The data is (arguably) bimodal, with two peaks. The first large peak is clustered around 70 years of age while a second smaller cluster is around 50 years of age.
Now let’s have a look at the distribution for internet use rates.

The largest peak by far is between 0 – 10% internet use rate. This looks to be about 25% of the data distribution overall, so most countries have less internet access for less than half their population. I’d argue that the data is a unimodel distribution, although I suppose a second smaller peak is found at the 40% mark.
Let’s try graphing some of the binned data, which includes binned employment rates.

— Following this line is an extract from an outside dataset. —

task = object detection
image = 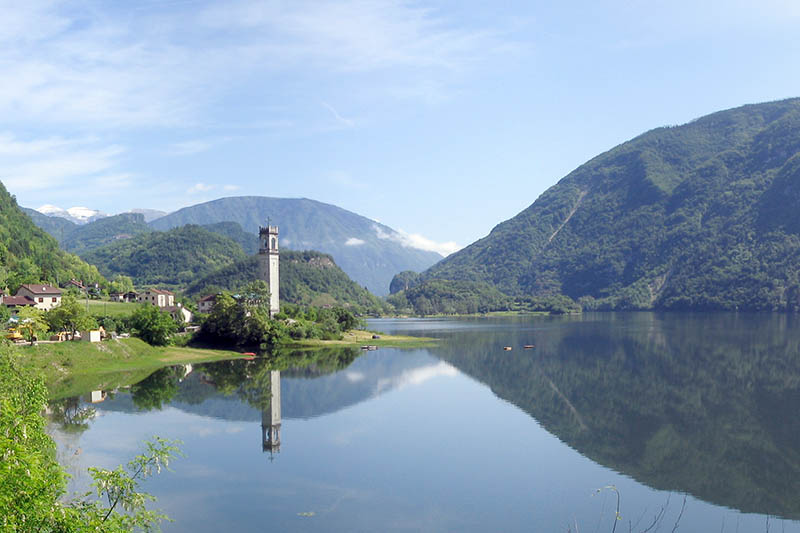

If we do this we can see that the data is fairly uniformally distributed, which we would expect given how the qcut function in Python works. However, there is a small bump around the 30th percentile and a small fall near the 40th percentile.
Now let’s try creating scatter plots for the continuous variables. First, we’ll try plotting the relationship between breast cancer diagnosis per 100k and internet use rate.

There seems to be a strong positive correlation between internet use rate and breast cancer diagnosis rates. Here’s an example of why we should be careful about inferring causation from correlation. It’s highly unlikely there’s some kind of causal mechanism between internet usage and breast cancer rates.
Now let’s try graphing the relationship between internet use rate and life expectancy.

There also seems to be a roughly positive correlation between internet use rate and life expectancy. There’s a massive increase in life expectancy as internet use rises from 0 to 20%, followed by a slower increase.
Now let’s try graphing the relationship between internet use and employment rates.

Here’s something I was a little surprised to find. It looks as if there’s a relationship between internet use and employment rate that’s roughly parabolic in nature. It looks as if there’s a decline in employment rate internet saturation increases up until the approximately 50% mark, and then the rate increases again.